Лунная радуга. Этажи (Повести) - Авдеенко Юрий Николаевич. Страница 30
— Ты и здесь, как с картинки… Не могу представить тебя в латаных валенках и платке…
Она перестала улыбаться.
— Меня ругали по всесоюзному радио… Я поехала на целину и убежала… Первый год там было трудно, но интересно. Палатки, мерзлый, как камень, хлеб… И песни и гордость… Первый год… А потом? Жизнь стала налаживаться. Я поняла — там будет как везде. Умные девчата выходили замуж за трактористов и рожали детей. Яслей не было. Девчата сидели дома, не собирали ни грамма хлеба и считались патриотками. А я вернулась в Москву…
— Чтобы выйти замуж в столице. — Я сделал первый выпад.
— Жены нужны и тут… — сказала она, выбирая картошку. — Я жила с ним четыре месяца. На большее не хватило. Он ревновал меня ко всем. Даже вот к этому музею. Он кричал, что стюардессы — это вообще… Говорил всякие гадости…

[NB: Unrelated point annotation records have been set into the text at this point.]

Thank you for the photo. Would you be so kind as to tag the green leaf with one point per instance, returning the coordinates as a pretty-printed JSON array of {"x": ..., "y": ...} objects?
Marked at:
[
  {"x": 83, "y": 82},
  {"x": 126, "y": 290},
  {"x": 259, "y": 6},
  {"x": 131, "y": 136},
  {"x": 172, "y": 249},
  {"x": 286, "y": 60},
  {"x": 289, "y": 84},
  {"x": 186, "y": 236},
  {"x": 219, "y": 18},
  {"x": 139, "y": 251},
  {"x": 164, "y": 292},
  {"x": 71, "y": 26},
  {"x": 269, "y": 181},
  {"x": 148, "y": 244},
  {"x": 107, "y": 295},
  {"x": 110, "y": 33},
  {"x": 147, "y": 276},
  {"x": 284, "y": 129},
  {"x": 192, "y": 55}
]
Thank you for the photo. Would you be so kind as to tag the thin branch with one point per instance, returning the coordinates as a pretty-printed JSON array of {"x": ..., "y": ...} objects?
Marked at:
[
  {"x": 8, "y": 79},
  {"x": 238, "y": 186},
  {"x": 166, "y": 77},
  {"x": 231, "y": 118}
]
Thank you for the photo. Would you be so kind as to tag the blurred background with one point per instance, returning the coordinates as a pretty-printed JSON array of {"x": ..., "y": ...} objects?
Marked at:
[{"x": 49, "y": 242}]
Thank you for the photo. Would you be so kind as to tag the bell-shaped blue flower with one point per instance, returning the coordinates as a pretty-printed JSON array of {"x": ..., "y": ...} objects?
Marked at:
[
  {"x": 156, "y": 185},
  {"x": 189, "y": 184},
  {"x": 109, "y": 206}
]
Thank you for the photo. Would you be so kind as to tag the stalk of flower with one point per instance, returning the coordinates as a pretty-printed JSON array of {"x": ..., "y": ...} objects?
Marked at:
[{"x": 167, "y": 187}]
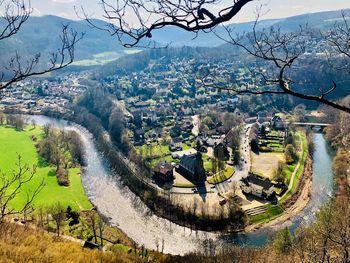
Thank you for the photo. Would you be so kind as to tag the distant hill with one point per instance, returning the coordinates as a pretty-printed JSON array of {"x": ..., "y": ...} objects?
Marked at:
[
  {"x": 41, "y": 34},
  {"x": 179, "y": 37}
]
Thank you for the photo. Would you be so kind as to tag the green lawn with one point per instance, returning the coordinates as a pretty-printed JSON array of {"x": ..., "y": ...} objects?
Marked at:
[
  {"x": 290, "y": 168},
  {"x": 272, "y": 212},
  {"x": 14, "y": 142},
  {"x": 221, "y": 177}
]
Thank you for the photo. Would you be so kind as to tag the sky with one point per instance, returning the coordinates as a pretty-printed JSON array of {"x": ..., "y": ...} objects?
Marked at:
[{"x": 275, "y": 8}]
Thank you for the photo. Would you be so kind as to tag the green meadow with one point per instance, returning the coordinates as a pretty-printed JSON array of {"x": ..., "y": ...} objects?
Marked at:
[{"x": 12, "y": 143}]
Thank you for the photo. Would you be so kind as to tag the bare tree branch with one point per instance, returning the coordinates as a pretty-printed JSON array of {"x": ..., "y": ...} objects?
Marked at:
[
  {"x": 282, "y": 50},
  {"x": 145, "y": 16},
  {"x": 12, "y": 185},
  {"x": 15, "y": 14}
]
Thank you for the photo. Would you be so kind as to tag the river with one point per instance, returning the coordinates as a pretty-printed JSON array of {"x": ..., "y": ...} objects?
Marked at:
[
  {"x": 127, "y": 211},
  {"x": 321, "y": 191}
]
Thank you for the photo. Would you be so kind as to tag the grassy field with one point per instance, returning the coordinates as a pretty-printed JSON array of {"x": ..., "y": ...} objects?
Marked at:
[
  {"x": 272, "y": 212},
  {"x": 266, "y": 163},
  {"x": 221, "y": 177},
  {"x": 14, "y": 142},
  {"x": 290, "y": 168}
]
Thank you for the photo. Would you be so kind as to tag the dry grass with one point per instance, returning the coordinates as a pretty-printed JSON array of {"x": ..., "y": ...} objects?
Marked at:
[
  {"x": 266, "y": 163},
  {"x": 18, "y": 244}
]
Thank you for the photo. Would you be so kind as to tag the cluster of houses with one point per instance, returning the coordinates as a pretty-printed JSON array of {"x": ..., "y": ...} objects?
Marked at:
[{"x": 35, "y": 96}]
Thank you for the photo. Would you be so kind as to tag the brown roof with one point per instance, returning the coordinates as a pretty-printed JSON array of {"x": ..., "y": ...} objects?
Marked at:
[{"x": 163, "y": 168}]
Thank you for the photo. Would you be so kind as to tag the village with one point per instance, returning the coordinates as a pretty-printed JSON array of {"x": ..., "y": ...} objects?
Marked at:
[{"x": 196, "y": 142}]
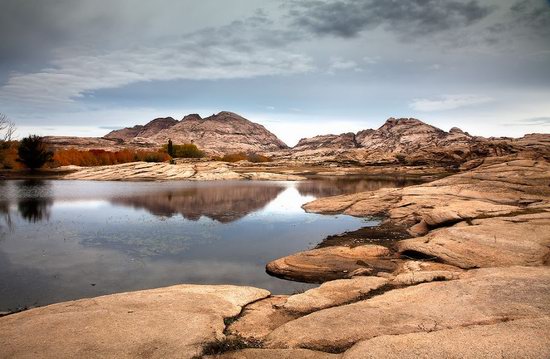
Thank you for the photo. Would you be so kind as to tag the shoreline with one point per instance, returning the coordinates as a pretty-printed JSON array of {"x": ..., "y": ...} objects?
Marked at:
[{"x": 438, "y": 243}]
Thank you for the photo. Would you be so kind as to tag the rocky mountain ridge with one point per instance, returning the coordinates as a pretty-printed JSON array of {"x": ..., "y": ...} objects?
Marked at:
[
  {"x": 410, "y": 141},
  {"x": 403, "y": 141},
  {"x": 225, "y": 132}
]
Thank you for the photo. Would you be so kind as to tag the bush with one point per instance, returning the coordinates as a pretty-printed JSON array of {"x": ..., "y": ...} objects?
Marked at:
[
  {"x": 187, "y": 150},
  {"x": 90, "y": 158},
  {"x": 241, "y": 156},
  {"x": 33, "y": 153},
  {"x": 8, "y": 155}
]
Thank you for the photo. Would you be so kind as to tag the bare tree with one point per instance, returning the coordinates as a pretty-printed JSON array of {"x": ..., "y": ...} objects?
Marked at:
[{"x": 7, "y": 128}]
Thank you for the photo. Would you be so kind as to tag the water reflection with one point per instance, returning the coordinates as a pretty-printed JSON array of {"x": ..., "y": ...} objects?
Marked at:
[
  {"x": 223, "y": 204},
  {"x": 32, "y": 207},
  {"x": 74, "y": 239},
  {"x": 334, "y": 186}
]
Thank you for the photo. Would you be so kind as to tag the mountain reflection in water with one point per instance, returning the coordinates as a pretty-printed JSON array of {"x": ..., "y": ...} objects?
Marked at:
[
  {"x": 63, "y": 240},
  {"x": 219, "y": 203}
]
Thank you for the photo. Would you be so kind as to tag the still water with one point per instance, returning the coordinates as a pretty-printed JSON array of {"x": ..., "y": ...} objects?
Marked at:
[{"x": 62, "y": 240}]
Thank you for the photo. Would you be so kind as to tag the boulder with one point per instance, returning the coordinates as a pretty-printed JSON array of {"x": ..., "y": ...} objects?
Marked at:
[
  {"x": 333, "y": 293},
  {"x": 479, "y": 297},
  {"x": 329, "y": 263},
  {"x": 167, "y": 322},
  {"x": 522, "y": 338}
]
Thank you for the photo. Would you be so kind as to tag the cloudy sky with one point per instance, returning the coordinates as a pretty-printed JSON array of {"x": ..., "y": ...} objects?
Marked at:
[{"x": 299, "y": 67}]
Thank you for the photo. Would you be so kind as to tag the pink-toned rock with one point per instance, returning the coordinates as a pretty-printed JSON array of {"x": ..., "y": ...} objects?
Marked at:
[{"x": 159, "y": 323}]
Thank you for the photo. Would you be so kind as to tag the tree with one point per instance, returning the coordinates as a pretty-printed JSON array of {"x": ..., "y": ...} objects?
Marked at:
[
  {"x": 7, "y": 129},
  {"x": 170, "y": 148},
  {"x": 33, "y": 153}
]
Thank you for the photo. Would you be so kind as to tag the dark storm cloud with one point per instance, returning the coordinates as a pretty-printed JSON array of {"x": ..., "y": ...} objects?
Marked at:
[
  {"x": 531, "y": 15},
  {"x": 347, "y": 18},
  {"x": 30, "y": 30}
]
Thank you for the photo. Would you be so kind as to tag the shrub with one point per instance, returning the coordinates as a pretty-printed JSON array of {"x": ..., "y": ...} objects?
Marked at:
[
  {"x": 89, "y": 158},
  {"x": 241, "y": 156},
  {"x": 33, "y": 153},
  {"x": 187, "y": 150},
  {"x": 8, "y": 155}
]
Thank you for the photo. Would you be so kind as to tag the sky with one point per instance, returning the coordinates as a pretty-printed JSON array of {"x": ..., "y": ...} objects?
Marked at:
[{"x": 299, "y": 67}]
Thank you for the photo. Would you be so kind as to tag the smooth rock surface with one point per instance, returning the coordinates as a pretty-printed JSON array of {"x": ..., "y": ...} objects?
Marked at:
[
  {"x": 515, "y": 339},
  {"x": 479, "y": 297},
  {"x": 333, "y": 293},
  {"x": 503, "y": 241},
  {"x": 329, "y": 263},
  {"x": 167, "y": 322},
  {"x": 261, "y": 318}
]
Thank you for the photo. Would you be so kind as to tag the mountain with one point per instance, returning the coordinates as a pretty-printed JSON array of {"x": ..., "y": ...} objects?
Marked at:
[
  {"x": 404, "y": 140},
  {"x": 153, "y": 127},
  {"x": 225, "y": 132},
  {"x": 343, "y": 141}
]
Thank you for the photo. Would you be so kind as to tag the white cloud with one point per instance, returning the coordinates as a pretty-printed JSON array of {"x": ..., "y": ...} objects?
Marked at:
[
  {"x": 448, "y": 102},
  {"x": 72, "y": 76}
]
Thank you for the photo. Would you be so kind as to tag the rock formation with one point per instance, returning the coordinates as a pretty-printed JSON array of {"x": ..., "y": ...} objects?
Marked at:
[
  {"x": 225, "y": 132},
  {"x": 192, "y": 171}
]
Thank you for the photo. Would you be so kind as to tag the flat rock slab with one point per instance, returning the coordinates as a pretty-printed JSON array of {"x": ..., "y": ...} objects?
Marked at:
[
  {"x": 515, "y": 339},
  {"x": 167, "y": 322},
  {"x": 333, "y": 293},
  {"x": 479, "y": 297},
  {"x": 329, "y": 263},
  {"x": 492, "y": 189},
  {"x": 506, "y": 241}
]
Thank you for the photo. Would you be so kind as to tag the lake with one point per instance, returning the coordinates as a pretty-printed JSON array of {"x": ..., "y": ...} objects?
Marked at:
[{"x": 63, "y": 240}]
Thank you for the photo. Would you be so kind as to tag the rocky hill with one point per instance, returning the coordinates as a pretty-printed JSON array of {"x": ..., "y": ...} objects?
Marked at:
[
  {"x": 406, "y": 141},
  {"x": 225, "y": 132}
]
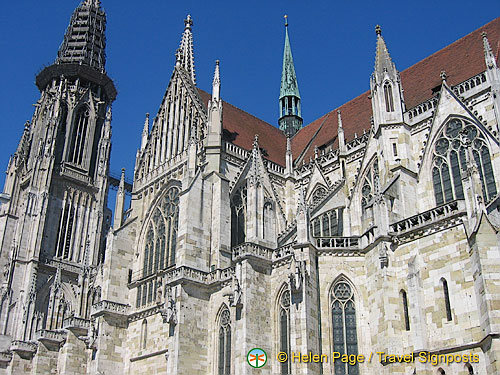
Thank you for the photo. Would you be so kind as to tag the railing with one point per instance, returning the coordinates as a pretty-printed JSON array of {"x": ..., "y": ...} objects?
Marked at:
[
  {"x": 357, "y": 141},
  {"x": 424, "y": 107},
  {"x": 49, "y": 335},
  {"x": 105, "y": 306},
  {"x": 337, "y": 242},
  {"x": 236, "y": 150},
  {"x": 251, "y": 249},
  {"x": 74, "y": 322},
  {"x": 427, "y": 217}
]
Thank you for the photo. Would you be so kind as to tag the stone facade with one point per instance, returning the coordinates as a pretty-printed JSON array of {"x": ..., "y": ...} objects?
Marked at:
[{"x": 386, "y": 241}]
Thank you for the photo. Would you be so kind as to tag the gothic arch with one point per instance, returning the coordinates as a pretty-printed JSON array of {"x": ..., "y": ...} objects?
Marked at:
[
  {"x": 368, "y": 183},
  {"x": 447, "y": 158},
  {"x": 344, "y": 317},
  {"x": 223, "y": 341}
]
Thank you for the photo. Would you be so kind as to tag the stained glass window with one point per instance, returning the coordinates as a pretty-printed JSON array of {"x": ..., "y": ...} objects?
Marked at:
[
  {"x": 238, "y": 215},
  {"x": 449, "y": 161},
  {"x": 370, "y": 184},
  {"x": 284, "y": 329},
  {"x": 328, "y": 224},
  {"x": 389, "y": 101},
  {"x": 224, "y": 350},
  {"x": 345, "y": 339},
  {"x": 161, "y": 239}
]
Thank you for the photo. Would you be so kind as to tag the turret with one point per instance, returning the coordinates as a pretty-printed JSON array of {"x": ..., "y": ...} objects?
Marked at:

Я знал, что из нее никогда не получилась бы актриса, она быстро увлекалась, и забывала свою роль, и становилась нормальным человеком. И даже очень хорошим.
Но стоило ей замолчать и немного подумать, как она вновь начинала пижониться. И это я замечал уже, когда мы учились в школе.
— Знаешь что, — сказал я. — Большое упущение со стороны государства, что девчонок в обязательном порядке не призывают в армию. Конечно, на флот вашего брата, вернее, сестру пускать не нужно. Но для пехоты вы вполне созрели. И чтобы на пузе поползать, на посту помокнуть, окопы порыть. Хотя бы годик. И старшиниху бы вам такой закваски, как наш боцман Шипка… Сколько бы в стране сокровищ появилось.
— Такое ценное предложение нужно зафиксировать на бумаге. И послать в Верховный Совет.
— Вот вымоем руки… Надеюсь, бумага в доме найдется.
— Сколько угодно… Ты по-прежнему пишешь стихи?
— Нет.
— А я думала, ты станешь поэтом.
— У меня другие планы.
— Какие?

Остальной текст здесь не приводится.